There's really no contest for Worst Pollster of 2012. It's Rasmussen, which probably comes as no surprise to anybody reading this. Their polls bounce all over the place, they have a fairly large lean towards Romney, and their residuals have a trend. They use a likely voter model, which probably explains most of the problems; nobody knows who is likely to vote in the winter and spring before a general election, not even the voters themselves (especially those who haven't registered yet!), among other problems (see Mark Blumenthal). We might be tempted to just add points to the Democrat for all Rasmussen polls to find some sort of registered voter equivalent, but the graph above shows that the difference between Rasmussen and registered voter polls is a moving target, something confirmed in California at least by PPIC data over the past few years. Although registered voter samples typically favor the Democrat, the magnitude varies, and sometimes there is little or no difference.
The Bad. (Or at least the Not-So-Great.)
Gallup, which has a trend in its residuals and a good-sized tilt towards Romney. Honorable mention goes to all the early likely voter polls - see Mark Blumenthal's post. (I don't know when an appropriate time to start using likely voter models may be exactly, but it surely is not March.)
Everybody else. No pollster has excessive outliers or greater than expected variation. All the pollsters do show error, but no individual pollster can overcome random error. Myself, I plan to watch the polling average without Rasmussen and Gallup.
Follow the Bouncing Polls.
This section could easily be a separate post. One thing that is abundantly clear from these data is that even though the polling average has been remarkably stable since the Republican primary resolved, the margin bounces around quite a lot from one individual poll to the next. This is consistent with random error. If we look at sequential polls by the same pollster, excluding the months of January and May (to avoid periods of rapid change), approximately 20% of the time there has been a change in the margin of five or more points.

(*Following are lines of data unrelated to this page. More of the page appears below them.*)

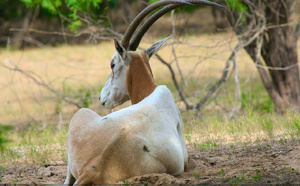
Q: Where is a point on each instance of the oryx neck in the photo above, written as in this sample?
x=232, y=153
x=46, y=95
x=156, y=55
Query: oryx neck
x=140, y=82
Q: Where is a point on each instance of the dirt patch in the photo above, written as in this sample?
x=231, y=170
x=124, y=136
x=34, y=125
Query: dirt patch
x=263, y=163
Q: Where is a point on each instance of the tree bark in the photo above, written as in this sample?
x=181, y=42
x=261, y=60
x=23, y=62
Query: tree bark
x=279, y=69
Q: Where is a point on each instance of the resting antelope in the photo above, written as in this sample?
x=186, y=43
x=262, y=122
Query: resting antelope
x=146, y=137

Some pollsters, like NBC/WSJ, appear to be less volatile than others. However, I would hesitate to draw conclusions comparing pollsters that are based on only 6 or 7 polls.
As far as unexplained or excessive variability, I see nothing of concern from any of the pollsters with more than a few of polls released. For comparison, I simulated 100 polls of 1000 respondents and weighted by age; the results showed that in 94 cases, the margin of a hypothetical nearly tied contest varied from +7 to -7, or a range of 14 points in the margin. Including the outliers extended the range to 17 points. No pollster has a range in the residuals greater than this. Additionally, for the four most prolific pollsters, the distribution of residuals does not look unusual. Deviations from the polling averages are entirely consistent with the combination of variable house effects (see next section) and random error.
If we accept the standard I defined above (local regression of registered voter, cell phone, regularly released polls) we could in theory calculate a House Effect of each pollster. For most pollsters, however, there is no observed House Effect, in most cases because N is simply too small so that the error bars include zero, for example, Obama +1.1±3.6. The only significant effects observed are CBS/NYT polls lean towards Romney (Romney +3.3±1.9), while Pew leans towards Obama (Obama +2.6±1.9).
The trends in residuals for Gallup, Rasmussen, and YouGov preclude any calculation of this sort. For example, while Rasmussen clearly leans towards Romney by about 5 points currently, if we had assumed this to be true in January we would have been way off the mark. (Alternatively, perhaps Rasmussen is the standard we should use and it's the residuals of all the other polls that have a trend. Mathematically it's possible!)
There are three clear outliers that stand out from their neighbors in the first graph, above. One is the May Bloomberg poll, which had Obama leading by 13 points, about 10 points more than the polling average. The second is a Rasmussen poll from March that had Obama behind by 6, and the third is a Gallup poll from February that had Obama behind by 4.